- Born: July 19, 1968 (age 58) Caracas, Venezuela
- Occupation: Television host
- Television: Survivor: Fiji HSN FOX Telemundo Jewelry Television
- Children: 2

= Rita Verreos =

Venezuelan TV personality, actress, and model

Rita Rosina Verreos (born July 19, 1968) is a Venezuelan actress, model, television host and beauty pageant titleholder. She is most well-known for her participation in Miss Venezuela 1988 and for her appearance on the reality television show Survivor: Fiji.

==Personal life==
A native of Venezuela, Verreos moved to San Francisco with her family when she was eight years old. Her father is of Greek descent, while her mother is of Panamanian descent. She attended UC Berkeley before graduating cum laude from the University of California, Los Angeles with a bachelor's degree in Italian and French Literature. She is a member of the Golden Key National Honor Society. After graduating from UCLA, she got married and moved to Mexico City to live with her husband and children for eleven years before moving to San Antonio in 2003. She and her husband divorced in 2004.

She currently lives in Miami, Florida. She married actor and producer Carl Mergenthaler on June 8, 2014. Her brother is Project Runway designer Nick Verreos.

==Pageants==

Verreos was a contestant in the Miss Venezuela 1988 pageant while representing Municipio Vargas, and competed in the 1988 "Reinado Mundial de Banano" pageant in Machala, Ecuador, placing 1st Runner Up to Ximena Correa of Ecuador.

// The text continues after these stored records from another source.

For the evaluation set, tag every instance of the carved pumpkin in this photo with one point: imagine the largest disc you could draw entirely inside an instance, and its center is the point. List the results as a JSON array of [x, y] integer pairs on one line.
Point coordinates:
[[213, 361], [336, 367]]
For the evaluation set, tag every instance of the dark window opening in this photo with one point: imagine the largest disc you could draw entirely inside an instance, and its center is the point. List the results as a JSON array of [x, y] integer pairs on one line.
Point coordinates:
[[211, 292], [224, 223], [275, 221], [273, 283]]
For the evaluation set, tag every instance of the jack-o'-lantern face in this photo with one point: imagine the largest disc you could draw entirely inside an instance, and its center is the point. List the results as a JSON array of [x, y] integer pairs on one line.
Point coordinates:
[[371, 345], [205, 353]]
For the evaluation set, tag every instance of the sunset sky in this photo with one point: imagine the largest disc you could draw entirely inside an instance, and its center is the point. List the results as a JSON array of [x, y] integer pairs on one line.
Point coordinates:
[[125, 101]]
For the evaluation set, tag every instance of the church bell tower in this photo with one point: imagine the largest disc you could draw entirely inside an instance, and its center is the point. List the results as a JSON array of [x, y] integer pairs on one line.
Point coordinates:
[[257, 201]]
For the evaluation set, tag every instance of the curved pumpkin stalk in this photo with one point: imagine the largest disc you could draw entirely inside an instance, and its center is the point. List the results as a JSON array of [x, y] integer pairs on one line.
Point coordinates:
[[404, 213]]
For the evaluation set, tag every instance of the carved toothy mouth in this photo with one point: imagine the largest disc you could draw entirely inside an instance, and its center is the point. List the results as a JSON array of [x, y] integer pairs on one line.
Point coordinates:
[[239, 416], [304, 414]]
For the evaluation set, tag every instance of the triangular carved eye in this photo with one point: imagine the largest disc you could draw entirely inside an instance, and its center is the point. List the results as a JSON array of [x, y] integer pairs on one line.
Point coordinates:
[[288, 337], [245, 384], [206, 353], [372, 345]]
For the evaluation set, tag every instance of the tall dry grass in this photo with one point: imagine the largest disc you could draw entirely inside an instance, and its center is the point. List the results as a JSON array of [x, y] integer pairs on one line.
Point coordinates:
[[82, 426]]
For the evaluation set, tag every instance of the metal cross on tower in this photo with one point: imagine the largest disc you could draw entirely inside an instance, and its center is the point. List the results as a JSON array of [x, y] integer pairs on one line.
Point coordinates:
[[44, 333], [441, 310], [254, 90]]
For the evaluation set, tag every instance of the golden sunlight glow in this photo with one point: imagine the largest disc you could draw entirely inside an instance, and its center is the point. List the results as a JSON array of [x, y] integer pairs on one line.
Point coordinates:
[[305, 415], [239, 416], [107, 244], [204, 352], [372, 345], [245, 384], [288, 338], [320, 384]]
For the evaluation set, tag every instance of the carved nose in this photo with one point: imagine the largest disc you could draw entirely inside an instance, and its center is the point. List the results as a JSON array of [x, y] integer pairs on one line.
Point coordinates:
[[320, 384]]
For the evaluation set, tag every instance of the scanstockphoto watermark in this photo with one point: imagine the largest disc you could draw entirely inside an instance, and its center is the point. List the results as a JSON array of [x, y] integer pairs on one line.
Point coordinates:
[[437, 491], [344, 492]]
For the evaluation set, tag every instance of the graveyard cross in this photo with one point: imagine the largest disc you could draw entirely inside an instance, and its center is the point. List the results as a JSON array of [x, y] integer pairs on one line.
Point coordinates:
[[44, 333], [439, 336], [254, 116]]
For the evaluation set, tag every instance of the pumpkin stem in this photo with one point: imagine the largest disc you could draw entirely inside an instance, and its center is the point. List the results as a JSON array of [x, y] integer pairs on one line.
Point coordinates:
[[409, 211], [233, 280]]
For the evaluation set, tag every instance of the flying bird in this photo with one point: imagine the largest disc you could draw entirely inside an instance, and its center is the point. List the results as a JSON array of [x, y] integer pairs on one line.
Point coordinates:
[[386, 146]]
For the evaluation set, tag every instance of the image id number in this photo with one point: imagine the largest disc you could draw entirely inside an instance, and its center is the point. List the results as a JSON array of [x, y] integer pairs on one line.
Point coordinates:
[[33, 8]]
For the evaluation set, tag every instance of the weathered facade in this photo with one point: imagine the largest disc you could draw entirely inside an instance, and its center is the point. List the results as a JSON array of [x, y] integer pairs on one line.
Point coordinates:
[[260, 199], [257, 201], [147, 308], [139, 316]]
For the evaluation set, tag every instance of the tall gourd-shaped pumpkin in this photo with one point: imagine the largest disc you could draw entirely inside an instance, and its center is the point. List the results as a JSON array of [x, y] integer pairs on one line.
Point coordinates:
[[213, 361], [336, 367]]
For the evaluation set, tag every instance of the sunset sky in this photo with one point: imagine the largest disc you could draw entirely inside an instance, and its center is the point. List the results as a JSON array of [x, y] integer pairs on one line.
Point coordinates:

Verreos has also judged many pageants, including Miss Oklahoma USA, Miss Kansas USA, Miss Hawaiian Tropic San Antonio, Miss, Teen & Mrs. International. She has also coached many pageants including Miss Texas, Miss CaliforniaTamiko Nash and actress Meagan Tandy and Miss USA Winner & actress Crystle Stewart and Miss USA 1st Runner Up Nana Meriwether.

==Television appearances==

Verreos competed in San Antonio magazine Conexión's 2005 "Hottest Latina" contest, placing as second runner-up, and in the CMT reality television program The Ultimate Coyote Ugly Search.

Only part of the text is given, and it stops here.